CISC 372: INTRODUCTION TO PARALLEL PROGRAMMING
Fall 2001
Exam Study Guide
Final Exam Time and Date: course classroom on Friday, Dec 14, 2001, 1-3pm.

References

- All lectures notes. (Topical summary on course web page:
     http://www.cis.udel.edu/~saunders/courses/372/01f/
- Textbook: Chapters 1, 2, 3, 4, 5, 7(thru 7.4), 9, 10, 11, 12,
- Individual Labs, Group Projects.

Format of Exam

The exam is closed book, closed neighbor and you will have the full two hour period to work. You will be given a list of MPI commands with their parameters for reference. In general, the exam will be a combination of testing your basic knowledge and understanding of the concepts covered in class and application of the concepts. The form of the questions will be similar to the midterm exam.

How to Study

Review your lecture notes, labs, and textbook chapters. Rewrite some of the simple programs on your own, given a specification of what the program is supposed to do.

Topic Coverage

  • paradigms of parallel computing: data parallel, task parallel, pipelining
  • parallel architectures: fine grain parallelism in a uniprocessor, SIMD, vector machines, array processors, MIMD, uniform shared memory, nonuniform shared memory, distributed memory, distributed shared memory
  • SPMD versus MIMD style programming
  • interconnection networks: topologies and advantages and disadvantages
    (Be prepared to discuss what you learned from the group research project.
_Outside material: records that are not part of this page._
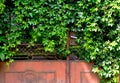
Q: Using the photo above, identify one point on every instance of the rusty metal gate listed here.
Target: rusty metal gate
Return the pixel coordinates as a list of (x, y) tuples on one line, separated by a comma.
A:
[(47, 71)]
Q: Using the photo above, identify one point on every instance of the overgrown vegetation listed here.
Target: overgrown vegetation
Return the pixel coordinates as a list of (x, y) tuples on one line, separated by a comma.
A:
[(96, 23)]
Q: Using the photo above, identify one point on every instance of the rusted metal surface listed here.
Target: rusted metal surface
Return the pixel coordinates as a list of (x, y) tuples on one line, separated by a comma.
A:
[(81, 73), (47, 71)]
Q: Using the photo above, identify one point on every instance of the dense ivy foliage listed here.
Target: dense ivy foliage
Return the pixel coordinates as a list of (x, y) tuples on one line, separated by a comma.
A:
[(96, 23), (2, 6)]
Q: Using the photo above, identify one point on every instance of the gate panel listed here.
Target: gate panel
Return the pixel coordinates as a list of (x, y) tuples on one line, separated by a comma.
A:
[(34, 72), (81, 73)]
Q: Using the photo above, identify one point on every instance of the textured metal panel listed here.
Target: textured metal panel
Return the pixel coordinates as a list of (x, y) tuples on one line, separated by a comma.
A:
[(78, 71), (34, 72)]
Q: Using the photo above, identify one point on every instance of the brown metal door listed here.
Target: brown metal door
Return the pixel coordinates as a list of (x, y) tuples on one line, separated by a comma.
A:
[(34, 72), (81, 73), (52, 71)]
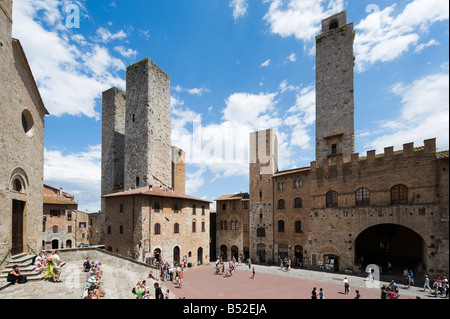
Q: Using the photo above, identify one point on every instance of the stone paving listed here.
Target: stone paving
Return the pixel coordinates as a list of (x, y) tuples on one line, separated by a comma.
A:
[(200, 283)]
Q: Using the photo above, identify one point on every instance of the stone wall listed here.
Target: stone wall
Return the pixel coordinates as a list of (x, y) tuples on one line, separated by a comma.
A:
[(335, 89), (147, 127), (22, 147)]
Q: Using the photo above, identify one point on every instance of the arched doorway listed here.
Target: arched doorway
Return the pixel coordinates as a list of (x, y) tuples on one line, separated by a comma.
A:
[(55, 244), (234, 252), (176, 255), (157, 255), (261, 252), (283, 251), (298, 251), (199, 256), (224, 253), (398, 244)]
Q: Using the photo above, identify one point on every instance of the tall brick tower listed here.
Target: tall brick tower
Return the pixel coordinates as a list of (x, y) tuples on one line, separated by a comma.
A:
[(147, 127), (263, 164), (335, 132)]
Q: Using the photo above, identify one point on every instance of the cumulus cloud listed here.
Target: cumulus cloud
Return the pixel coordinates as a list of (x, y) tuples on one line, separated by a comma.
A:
[(72, 75), (239, 8), (78, 173), (300, 18), (384, 36), (417, 121), (266, 63)]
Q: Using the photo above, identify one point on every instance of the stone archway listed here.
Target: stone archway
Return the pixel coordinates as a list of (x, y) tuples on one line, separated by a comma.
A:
[(398, 244)]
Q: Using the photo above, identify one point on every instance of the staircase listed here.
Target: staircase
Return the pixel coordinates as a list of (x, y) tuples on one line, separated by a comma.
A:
[(26, 267)]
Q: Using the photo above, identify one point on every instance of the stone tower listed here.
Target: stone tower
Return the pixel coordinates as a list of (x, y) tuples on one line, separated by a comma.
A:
[(113, 140), (178, 170), (147, 127), (263, 164), (335, 132)]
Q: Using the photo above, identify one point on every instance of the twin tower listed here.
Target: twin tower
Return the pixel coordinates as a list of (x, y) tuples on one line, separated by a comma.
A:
[(136, 134)]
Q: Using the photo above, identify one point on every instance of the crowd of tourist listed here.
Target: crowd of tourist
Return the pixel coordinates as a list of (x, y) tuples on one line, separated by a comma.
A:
[(94, 284)]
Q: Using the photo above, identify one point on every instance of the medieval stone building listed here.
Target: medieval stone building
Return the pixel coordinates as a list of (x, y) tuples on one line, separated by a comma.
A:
[(64, 226), (145, 212), (232, 220), (381, 207), (22, 146)]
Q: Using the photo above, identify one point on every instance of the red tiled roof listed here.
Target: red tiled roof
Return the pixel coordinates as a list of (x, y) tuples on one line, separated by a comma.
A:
[(156, 192)]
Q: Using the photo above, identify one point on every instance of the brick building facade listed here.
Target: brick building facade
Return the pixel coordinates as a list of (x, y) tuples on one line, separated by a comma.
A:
[(382, 207), (232, 226), (64, 226), (145, 212), (22, 146)]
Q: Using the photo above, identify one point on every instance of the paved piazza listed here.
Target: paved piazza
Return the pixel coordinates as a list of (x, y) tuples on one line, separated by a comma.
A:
[(270, 282)]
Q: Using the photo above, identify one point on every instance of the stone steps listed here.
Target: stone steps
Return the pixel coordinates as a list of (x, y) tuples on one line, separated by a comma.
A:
[(26, 266)]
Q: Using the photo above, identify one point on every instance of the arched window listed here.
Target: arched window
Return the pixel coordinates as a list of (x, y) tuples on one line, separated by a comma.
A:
[(260, 232), (399, 194), (334, 25), (281, 226), (298, 226), (298, 202), (362, 197), (332, 199)]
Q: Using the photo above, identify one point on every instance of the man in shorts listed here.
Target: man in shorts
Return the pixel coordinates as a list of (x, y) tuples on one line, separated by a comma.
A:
[(56, 267)]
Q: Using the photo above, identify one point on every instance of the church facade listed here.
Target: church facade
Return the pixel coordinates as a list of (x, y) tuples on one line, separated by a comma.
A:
[(22, 146)]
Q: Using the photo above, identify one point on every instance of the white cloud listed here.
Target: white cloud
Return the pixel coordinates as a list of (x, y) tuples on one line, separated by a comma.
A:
[(266, 63), (423, 46), (128, 53), (383, 36), (106, 35), (418, 121), (302, 116), (291, 58), (300, 18), (72, 75), (239, 8), (78, 173), (194, 91)]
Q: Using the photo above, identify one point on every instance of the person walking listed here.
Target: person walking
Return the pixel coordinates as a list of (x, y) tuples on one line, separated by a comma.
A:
[(427, 284), (314, 293), (56, 260), (346, 286)]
What more do you know about topologies and parallel programming styles in view of the various research reports.)
  • basic MPI program components and format and purpose of each component
  • standard message passing in MPI: purpose of each field
  • problems in parallel programming: deadlock, nondeterminism and races, load imbalance, communication overhead versus computation per process: what are these problems, symptoms, causes, approaches to dealing with them
  • example applications: numerical integration, matrix-vector mult., Fox' method.
  • performance evaluation: Esp. the definitions and uses of the concepts of speedup, parallel efficiency, scalability. Amdahl's law, etc.